Another year, another TechDay from Arm. Over the last several years Arm’s event has come as clockwork in the May timeframe and has every time unveiled the newest flagship CPU and GPU IPs. This year is no exception as the event is back on the American side of the Atlantic in Austin Texas where Arm has one of its major design centres.

Two years ago during the unveiling of the Cortex A73 I had talked a bit more about Arm’s CPU design teams and how they’re spread across locations and product lines. The main design centres for Cortex-A series of CPUs are found in Austin, Texas; Cambridge, the United Kingdom, and Sophia-Antipolis in the south of France near Nice. For the last two years the Cortex A73 and Cortex A75 were designs that mainly came out of the Sophia team while the Cortex A53 and more recently the A55 were designs coming out of Cambridge. This means that we haven’t seen any recent designs coming out of Austin and the last of the “Austin family” of CPUs were the A57 and A72.

The project being worked on in Austin had been hyped up for several years – I remember even as early as the A73 release back in 2016 the company had pulled forward some elements from an advanced future microarchitecture on the back-end pipelines, especially on the FP/SIMD side. The Cortex A75 was further remarked as pulling more elements from this new mysterious project.

Today we can finally unveil what the Austin team has been working on – and it’s a big one. The new Cortex A76 is a brand new microarchitecture which has been built from scratch and lays the foundation for at least two more generations for what I’ll call “the second generation of Austin family” of CPUs.

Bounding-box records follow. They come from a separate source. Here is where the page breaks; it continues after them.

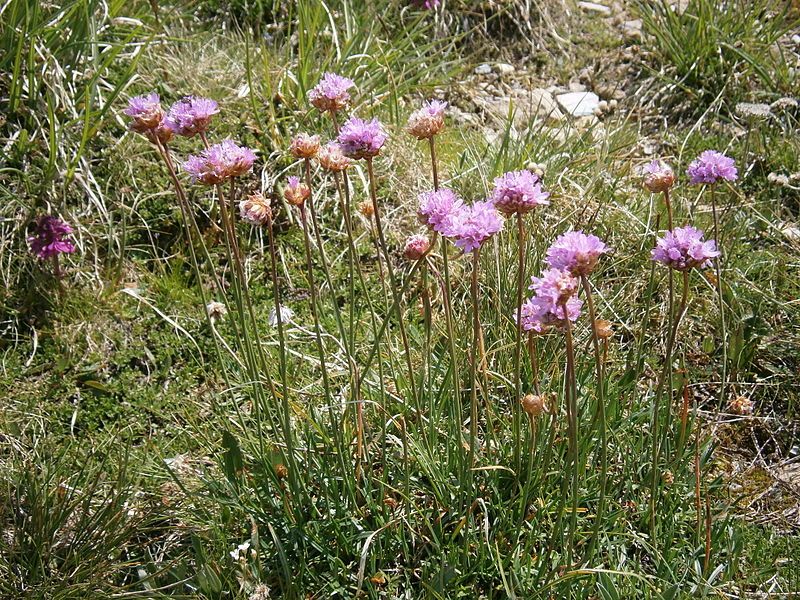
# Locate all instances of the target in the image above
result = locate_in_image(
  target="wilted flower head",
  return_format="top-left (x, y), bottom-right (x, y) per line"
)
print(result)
top-left (417, 188), bottom-right (464, 234)
top-left (206, 300), bottom-right (228, 323)
top-left (403, 234), bottom-right (431, 260)
top-left (289, 133), bottom-right (319, 158)
top-left (308, 73), bottom-right (355, 112)
top-left (547, 231), bottom-right (608, 277)
top-left (283, 177), bottom-right (311, 206)
top-left (28, 215), bottom-right (75, 260)
top-left (406, 100), bottom-right (447, 140)
top-left (166, 96), bottom-right (219, 137)
top-left (686, 150), bottom-right (739, 183)
top-left (644, 159), bottom-right (675, 194)
top-left (492, 170), bottom-right (550, 216)
top-left (442, 200), bottom-right (503, 252)
top-left (239, 192), bottom-right (272, 225)
top-left (651, 225), bottom-right (719, 271)
top-left (519, 394), bottom-right (547, 417)
top-left (183, 140), bottom-right (256, 185)
top-left (337, 117), bottom-right (386, 159)
top-left (317, 142), bottom-right (353, 173)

The Cortex A76 is important for Arm for a design perspective as it represents a new start from a clean sheet. It’s rare for IP claim to be able to do this as it represents a great resource and time investment and if it weren’t for the Sophia design team taking over the steering wheel for the last two generations of products it wouldn’t have been reasonable to execute. The execution of the CPU design teams should be emphasised in particular as Arm claims this is the 5th generation “annual beat” product where the company delivers a new microarchitecture every new year. Think of it as an analogue to Intel’s past Tick-Tock strategy, but rather Tock-Tock-Tock for Arm with steady CAGR (compound annual growth rate) of 20-25% every generation coming from µarch improvements.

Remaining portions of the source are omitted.